Crises have a way of providing opportunities as well as headaches for politicians. The current controversy over the abuse of prisoners in U.S. custody in Iraq is no exception. [IMGCAP(1)]
This is a developing story, and it may well look much different 24 hours from now than it did 24 hours ago, especially after Iraqi terrorists decapitated an American contractor in retribution for the U.S. mistreatment of Iraqis.
Still, the outrageous behavior of guards and interrogators at Abu Ghraib prison has done what our adversaries could not — discredit not only U.S. policy but also American values and intentions.
Even many supporters of President Bush’s Iraq policy are repulsed by the revelations of U.S. abuse, and that probably explains why more Americans now think the country is heading on “the wrong track.” So while Bush voters haven’t yet turned into supporters of Democratic presidential candidate Sen. John Kerry (Mass.), even the strongest backers of the president’s Iraq policy now have a hard time arguing the outlook in Iraq is promising.
The administration holds out the June 30 transfer of power to a local authority as a sign of progress. But it is difficult to believe things will improve measurably in Iraq in the next few months. Instead, U.S. military personnel — and the private contractors who are helping to rebuild the country — are sure to remain targets for anti-American and anti-democratic forces.
The administration can talk about “progress” and about winning the war militarily, but to most Americans it looks as if the United States is, at best, treading water in Iraq. And that is the biggest problem for Bush.
So far, a majority of Americans have told pollsters they support the president’s Iraq policy, and they express greater confidence in his leadership on the issue than on Kerry’s. But will Bush really want five months more of this before facing voters?

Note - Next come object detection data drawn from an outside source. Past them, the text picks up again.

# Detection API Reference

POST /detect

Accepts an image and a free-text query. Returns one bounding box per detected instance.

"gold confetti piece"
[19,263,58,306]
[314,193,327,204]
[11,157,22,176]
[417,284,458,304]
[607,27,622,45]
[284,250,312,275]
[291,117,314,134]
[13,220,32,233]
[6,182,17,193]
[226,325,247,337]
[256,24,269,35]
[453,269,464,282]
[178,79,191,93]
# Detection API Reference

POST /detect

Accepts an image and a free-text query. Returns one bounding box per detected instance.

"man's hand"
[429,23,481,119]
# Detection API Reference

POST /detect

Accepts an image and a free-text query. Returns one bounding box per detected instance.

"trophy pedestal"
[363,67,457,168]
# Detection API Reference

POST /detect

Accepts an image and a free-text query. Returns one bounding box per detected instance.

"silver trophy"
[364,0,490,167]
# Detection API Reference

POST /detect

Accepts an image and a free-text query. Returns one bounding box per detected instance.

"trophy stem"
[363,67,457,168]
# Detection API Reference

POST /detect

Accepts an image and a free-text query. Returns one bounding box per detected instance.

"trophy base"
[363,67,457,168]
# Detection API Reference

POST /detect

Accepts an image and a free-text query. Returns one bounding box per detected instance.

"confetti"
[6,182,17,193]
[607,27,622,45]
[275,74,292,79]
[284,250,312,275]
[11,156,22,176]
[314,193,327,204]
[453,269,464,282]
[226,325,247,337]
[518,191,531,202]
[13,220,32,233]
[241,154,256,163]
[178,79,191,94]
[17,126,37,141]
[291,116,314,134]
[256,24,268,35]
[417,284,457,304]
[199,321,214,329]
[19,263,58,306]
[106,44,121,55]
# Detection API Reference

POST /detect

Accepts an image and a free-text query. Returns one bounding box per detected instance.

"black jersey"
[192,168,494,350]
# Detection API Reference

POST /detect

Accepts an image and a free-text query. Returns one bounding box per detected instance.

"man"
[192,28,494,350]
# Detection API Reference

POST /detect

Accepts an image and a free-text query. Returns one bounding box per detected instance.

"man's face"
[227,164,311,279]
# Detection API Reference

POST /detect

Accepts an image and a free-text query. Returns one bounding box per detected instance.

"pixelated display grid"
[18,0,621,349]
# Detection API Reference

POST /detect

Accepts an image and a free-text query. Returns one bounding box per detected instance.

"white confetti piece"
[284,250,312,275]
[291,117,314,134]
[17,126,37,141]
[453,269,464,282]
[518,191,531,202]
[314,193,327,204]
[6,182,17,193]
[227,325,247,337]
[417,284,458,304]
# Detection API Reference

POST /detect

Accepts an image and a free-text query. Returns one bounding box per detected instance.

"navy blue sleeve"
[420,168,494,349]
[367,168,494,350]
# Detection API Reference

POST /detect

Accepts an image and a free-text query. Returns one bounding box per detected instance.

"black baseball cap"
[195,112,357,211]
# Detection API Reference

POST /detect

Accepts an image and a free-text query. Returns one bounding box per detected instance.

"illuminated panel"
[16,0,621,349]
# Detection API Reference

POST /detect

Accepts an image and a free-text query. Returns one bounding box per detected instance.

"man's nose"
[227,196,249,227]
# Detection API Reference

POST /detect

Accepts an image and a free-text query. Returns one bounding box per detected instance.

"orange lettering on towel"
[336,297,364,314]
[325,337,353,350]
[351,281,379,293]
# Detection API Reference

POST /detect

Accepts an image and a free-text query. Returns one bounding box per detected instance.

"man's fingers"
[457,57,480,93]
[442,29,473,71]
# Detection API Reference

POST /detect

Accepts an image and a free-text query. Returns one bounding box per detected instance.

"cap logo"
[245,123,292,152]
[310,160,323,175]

The greatest political danger facing the president is that voters, sometime in October, conclude that there is no end in sight to the Iraqi stalemate and that the administration has no realistic plan for the future. That would set up a classic “time for a change” scenario.
The Iraqi prisoners’ scandal does give the president an opportunity to signal some changes in policy — a “pivot,” in the words of one smart Republican observer — without going so far as to shift policy completely.
I realize that any shift can be portrayed as a defeat or reversal, and the president and his supporters are in no mood to acknowledge an error in policy. They need not. But they can still take steps that would serve U.S. military and diplomatic interests and enhance the president’s own standing.
Two obvious pivots come to mind. First and most obviously, Bush could replace Defense Secretary Donald Rumsfeld.
Some high-level military or political official almost certainly must lose his or her job if the United States has any hope of convincing onlookers that we are truly horrified by the abuse of Iraqi prisoners. Even with the president’s vote of support, Rumsfeld is surely a prime prospect.
While in many ways this isn’t an ideal time to change Defense secretaries, Rumsfeld could submit his resignation, citing the scandal, and exit his office without ever admitting fundamental errors in policy. The president would then have an opportunity to quiet critics, either by appointing someone with considerable international stature or by selecting a Democrat who supports the war.
Second, the scandal provides an opportunity for the president, if he so chooses, to invite an international presence into Iraq, possibly in a role overseeing the treatment of detainees.
Some who have opposed the United States ceding authority to an international organization certainly would regard this as back-pedaling by the administration. But I am not suggesting the United States yield political or military control of the war effort. Rather, I suspect that any sign of new international presence, no matter how restricted, might be seen as a sign of progress in Iraq, and that kind of pivot might enhance the president’s standing and increase the chances of success in Iraq.
These are just a couple of ideas that suggest opportunities for a presidential response to the current abuse scandal. But whatever he decides, my main point is that Mr. Bush should consider the scandal as an opportunity, not merely a threat to be survived.
The current scandal also gives Kerry an opportunity to improve his positioning — again, to pivot — for the presidential contest, though not necessarily as some Democrats would assume. Kerry needs to stop dwelling on the economy and focus on what people increasingly care about: Iraq.
The strategy is simple. Kerry plainly does not need to spend the next six months convincing voters that Bush should not be re-elected. They either have or will come to the conclusion on their own or they won’t.
Instead, Kerry needs to convince voters that he is, to quote one observer, an “acceptable receptacle” for the anti-Bush vote. That means the Senator ought to take this opportunity to show voters he can be presidential — not by attacking Bush but by demonstrating his competence to deal with international crises and by conveying a down-to-earth quality that he so far has failed to display.
Kerry may not be able to beat Bush, but the president could very well lose to Kerry if and when voters decide they want change.
Stuart Rothenberg is editor of the Rothenberg Political Report.